If a^2 divides b^2, a divides b

[DerpyPenguin]

Homework Statement

If a^2 divides b^2, then a divides b
Also
If a^2 divides b^3, then a divides b

Homework Equations

The Attempt at a Solution

For the first question, if a^2 divides b^2, then b^2=(a^2)c where c is some integer
c=(b^2)/(a^2)
c=(b/a)^2
The answers in the back say that it is enough to show that c is a perfect square, but I don't see how that's sufficient. If c is a perfect square, then c is an integer, which implies that a^2 divides b^2, which we already knew.

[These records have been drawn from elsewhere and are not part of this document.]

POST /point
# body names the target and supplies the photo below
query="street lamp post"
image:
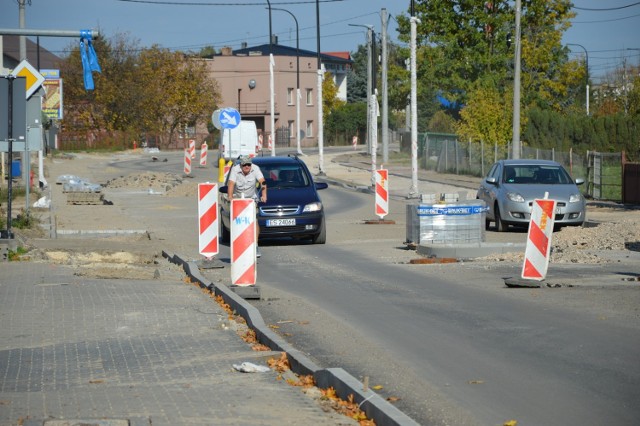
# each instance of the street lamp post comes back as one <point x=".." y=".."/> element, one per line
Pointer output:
<point x="372" y="117"/>
<point x="299" y="149"/>
<point x="270" y="29"/>
<point x="586" y="74"/>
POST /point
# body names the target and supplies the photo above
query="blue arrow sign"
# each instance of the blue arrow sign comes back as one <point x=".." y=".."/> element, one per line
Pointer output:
<point x="229" y="118"/>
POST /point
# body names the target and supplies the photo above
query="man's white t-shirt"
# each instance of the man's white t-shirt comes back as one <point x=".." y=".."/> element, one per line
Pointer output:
<point x="245" y="184"/>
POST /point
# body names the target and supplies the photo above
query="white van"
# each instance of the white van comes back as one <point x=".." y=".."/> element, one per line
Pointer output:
<point x="243" y="140"/>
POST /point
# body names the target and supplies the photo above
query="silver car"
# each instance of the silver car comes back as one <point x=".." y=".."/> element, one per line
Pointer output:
<point x="511" y="186"/>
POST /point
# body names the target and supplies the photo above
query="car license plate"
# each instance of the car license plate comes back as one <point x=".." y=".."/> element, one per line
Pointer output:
<point x="281" y="222"/>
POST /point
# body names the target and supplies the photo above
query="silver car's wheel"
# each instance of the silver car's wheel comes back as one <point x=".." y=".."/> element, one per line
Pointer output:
<point x="225" y="234"/>
<point x="321" y="238"/>
<point x="501" y="226"/>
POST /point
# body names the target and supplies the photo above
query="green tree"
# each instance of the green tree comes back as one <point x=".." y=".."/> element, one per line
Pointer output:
<point x="357" y="76"/>
<point x="486" y="117"/>
<point x="463" y="48"/>
<point x="330" y="100"/>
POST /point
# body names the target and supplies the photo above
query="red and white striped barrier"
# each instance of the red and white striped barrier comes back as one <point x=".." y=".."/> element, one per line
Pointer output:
<point x="243" y="242"/>
<point x="227" y="169"/>
<point x="536" y="255"/>
<point x="382" y="193"/>
<point x="208" y="219"/>
<point x="192" y="148"/>
<point x="187" y="162"/>
<point x="203" y="154"/>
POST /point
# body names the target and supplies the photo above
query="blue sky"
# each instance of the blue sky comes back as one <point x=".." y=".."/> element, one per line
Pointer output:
<point x="606" y="34"/>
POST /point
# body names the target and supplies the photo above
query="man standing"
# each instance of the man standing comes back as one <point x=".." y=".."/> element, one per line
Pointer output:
<point x="244" y="179"/>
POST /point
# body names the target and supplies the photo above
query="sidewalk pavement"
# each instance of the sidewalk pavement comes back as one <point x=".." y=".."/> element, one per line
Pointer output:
<point x="353" y="169"/>
<point x="77" y="350"/>
<point x="119" y="352"/>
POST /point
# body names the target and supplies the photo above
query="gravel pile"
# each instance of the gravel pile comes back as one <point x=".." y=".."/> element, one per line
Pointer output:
<point x="582" y="245"/>
<point x="146" y="180"/>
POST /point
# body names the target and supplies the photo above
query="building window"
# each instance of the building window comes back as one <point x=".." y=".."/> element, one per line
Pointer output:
<point x="292" y="131"/>
<point x="309" y="96"/>
<point x="309" y="128"/>
<point x="290" y="96"/>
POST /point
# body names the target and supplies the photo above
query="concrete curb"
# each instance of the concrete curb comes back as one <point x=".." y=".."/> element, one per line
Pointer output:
<point x="375" y="407"/>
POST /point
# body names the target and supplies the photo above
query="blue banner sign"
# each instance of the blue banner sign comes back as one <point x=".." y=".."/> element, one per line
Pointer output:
<point x="450" y="210"/>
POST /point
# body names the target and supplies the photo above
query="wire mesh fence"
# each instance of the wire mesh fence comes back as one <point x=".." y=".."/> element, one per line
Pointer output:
<point x="444" y="153"/>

No idea where to go for the second question. The same strategy doesn't seem to work.

 

[Fightfish]

It might help to try to establish this fact: the square root of an integer is either an integer or an irrational number.

 

[PeroK]

Homework Statement

If a^2 divides b^2, then a divides b
Also
If a^2 divides b^3, then a divides b

Homework Equations

The Attempt at a Solution

For the first question, if a^2 divides b^2, then b^2=(a^2)c where c is some integer
c=(b^2)/(a^2)
c=(b/a)^2
The answers in the back say that it is enough to show that c is a perfect square, but I don't see how that's sufficient. If c is a perfect square, then c is an integer, which implies that a^2 divides b^2, which we already knew.

No idea where to go for the second question. The same strategy doesn't seem to work.

A more general approach to those problems would start with:

Let $p$ be a prime divisor of $a$ of order $n$.

 

[PeroK]

No idea where to go for the second question. The same strategy doesn't seem to work.

You could try to find a counterexample!